The present question is directly inspired by this one.
Let $\alpha$ be a unit in the ring of quadratic integers of a real quadratic field, or, in less sophisticated words: $$\alpha=\frac{a\pm\sqrt{a^2\pm4}}{2}, $$ for some natural number $a$.
Let $\bar\alpha$ be the conjugate of $\alpha$, that is: $\overline{\frac{a\pm\sqrt{a^2\pm4}}{2}}=\frac{a\mp\sqrt{a^2\pm4}}{2} $.
Now, for $n$ a natural number, let $F_n(\alpha)$ be a sort of generalized Fermat number, such that $$ F_n(\alpha):= \alpha^{2^n}+\bar\alpha^{2^n}. $$
$F_n(\alpha)$ is a natural number, since in the expansion of $F_n(\alpha)$ all the square roots cancel each other.
Let $p$ be an odd prime divisor of $F_n(\alpha)$. Is it true that $$ p^2 \equiv 1 \pmod {2^{n+1} } $$ Edit 21/12/18: More pecisely, is it true that
$$ p\equiv \left(\frac{a^2\pm 4}{p}\right) \pmod {2^{n+1} } $$ where $ \left(\frac{\cdot}{p}\right)$ is the Legendre symbol.

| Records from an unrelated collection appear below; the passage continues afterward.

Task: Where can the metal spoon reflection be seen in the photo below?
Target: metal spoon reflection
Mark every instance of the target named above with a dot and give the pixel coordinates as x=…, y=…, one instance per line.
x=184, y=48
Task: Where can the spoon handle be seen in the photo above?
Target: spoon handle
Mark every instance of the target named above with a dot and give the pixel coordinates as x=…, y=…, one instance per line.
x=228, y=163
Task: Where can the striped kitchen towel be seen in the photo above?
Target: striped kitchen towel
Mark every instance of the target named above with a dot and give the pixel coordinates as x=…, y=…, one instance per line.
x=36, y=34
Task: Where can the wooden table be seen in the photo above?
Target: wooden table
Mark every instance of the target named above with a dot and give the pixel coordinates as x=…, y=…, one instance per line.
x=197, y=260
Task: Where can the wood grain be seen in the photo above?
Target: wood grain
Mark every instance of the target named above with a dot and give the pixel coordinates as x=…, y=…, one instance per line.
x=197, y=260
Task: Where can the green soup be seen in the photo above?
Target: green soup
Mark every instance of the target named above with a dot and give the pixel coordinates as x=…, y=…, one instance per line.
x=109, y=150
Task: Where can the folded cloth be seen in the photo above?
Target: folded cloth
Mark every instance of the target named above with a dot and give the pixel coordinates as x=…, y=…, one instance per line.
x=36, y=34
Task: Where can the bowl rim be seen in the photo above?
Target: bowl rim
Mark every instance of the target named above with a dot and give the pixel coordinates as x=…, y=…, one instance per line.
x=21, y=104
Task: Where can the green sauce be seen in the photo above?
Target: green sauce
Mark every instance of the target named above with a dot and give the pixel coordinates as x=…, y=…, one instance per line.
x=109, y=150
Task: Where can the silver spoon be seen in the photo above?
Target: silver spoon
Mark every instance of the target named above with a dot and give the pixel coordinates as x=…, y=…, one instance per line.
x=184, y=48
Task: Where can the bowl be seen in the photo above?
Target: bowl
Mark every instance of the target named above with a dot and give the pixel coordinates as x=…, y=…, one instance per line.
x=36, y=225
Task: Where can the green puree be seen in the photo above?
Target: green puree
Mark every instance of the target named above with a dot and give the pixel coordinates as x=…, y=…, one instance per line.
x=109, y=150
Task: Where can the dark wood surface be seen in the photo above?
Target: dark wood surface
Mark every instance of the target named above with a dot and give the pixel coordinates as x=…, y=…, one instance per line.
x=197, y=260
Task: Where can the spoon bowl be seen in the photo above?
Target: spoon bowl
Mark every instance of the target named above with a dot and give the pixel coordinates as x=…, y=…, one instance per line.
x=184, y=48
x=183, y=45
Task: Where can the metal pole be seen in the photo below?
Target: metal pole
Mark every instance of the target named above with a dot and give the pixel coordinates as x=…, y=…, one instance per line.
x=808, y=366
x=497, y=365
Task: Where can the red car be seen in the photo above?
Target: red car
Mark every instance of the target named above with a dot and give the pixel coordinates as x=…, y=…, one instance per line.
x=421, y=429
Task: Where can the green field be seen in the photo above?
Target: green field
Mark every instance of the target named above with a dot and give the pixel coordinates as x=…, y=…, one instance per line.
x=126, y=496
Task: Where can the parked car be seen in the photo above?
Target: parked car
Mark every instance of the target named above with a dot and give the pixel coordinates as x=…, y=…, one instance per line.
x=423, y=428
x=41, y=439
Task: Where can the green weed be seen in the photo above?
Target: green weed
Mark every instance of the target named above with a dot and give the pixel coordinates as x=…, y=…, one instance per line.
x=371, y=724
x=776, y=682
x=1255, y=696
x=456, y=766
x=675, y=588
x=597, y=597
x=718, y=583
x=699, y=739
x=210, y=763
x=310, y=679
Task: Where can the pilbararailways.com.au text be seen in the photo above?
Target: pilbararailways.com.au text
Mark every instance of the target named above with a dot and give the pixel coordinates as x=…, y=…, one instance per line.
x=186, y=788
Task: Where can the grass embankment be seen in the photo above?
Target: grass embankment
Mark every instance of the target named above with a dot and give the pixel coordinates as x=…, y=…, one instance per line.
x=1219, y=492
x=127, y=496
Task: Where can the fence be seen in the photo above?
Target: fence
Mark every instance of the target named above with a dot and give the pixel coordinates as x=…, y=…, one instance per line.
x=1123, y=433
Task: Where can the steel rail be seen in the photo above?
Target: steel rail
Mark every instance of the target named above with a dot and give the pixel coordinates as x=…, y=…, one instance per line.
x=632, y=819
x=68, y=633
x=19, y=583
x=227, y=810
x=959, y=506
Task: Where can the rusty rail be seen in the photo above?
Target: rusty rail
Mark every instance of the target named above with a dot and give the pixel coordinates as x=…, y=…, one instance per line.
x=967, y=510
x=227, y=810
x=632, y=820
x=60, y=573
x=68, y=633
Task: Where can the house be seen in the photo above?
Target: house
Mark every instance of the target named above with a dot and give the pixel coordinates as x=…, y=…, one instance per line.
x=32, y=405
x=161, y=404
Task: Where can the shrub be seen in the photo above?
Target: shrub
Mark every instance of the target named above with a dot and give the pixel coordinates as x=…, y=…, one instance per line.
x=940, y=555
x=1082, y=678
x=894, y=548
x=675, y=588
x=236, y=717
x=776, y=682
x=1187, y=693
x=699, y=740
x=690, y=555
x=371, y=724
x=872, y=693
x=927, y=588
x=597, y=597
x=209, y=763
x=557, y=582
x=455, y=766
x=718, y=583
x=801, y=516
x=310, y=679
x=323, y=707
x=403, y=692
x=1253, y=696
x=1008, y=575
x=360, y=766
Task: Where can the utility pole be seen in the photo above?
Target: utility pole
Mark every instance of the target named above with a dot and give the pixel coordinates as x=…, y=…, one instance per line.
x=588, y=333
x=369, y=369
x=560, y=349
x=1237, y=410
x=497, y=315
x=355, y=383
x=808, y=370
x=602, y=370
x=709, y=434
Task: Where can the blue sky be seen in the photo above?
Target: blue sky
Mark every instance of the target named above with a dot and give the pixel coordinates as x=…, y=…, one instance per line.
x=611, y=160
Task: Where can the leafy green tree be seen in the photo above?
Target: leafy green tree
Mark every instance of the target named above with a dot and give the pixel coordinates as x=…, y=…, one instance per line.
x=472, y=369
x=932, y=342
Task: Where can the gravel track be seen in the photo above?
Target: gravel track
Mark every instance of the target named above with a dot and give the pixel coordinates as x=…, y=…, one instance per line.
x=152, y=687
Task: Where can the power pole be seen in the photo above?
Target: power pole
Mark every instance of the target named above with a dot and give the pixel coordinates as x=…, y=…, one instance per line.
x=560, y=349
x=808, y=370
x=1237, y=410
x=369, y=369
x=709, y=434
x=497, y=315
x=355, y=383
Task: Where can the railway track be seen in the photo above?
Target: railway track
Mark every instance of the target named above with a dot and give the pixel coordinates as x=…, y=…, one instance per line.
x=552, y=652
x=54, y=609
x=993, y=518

As an example, with $\alpha = 2+\sqrt5$, we have:
$$ F_4(\alpha)= 10749957122=2\cdot769\cdot2207\cdot3167 $$ and \begin{align*} 769 &\equiv \left(\frac{5}{769}\right) = +1\pmod {2^5}\\ 2207 &\equiv \left(\frac{5}{2207}\right)=-1 \pmod {2^5}\\ 3167 &\equiv \left(\frac{5}{3167}\right)=-1 \pmod {2^5} \end{align*}
I have checked many other $\alpha$ and $n$, but I could not find a counterexample to this.
Edit 21/12/18: a proof should be like in the answer to the above related question.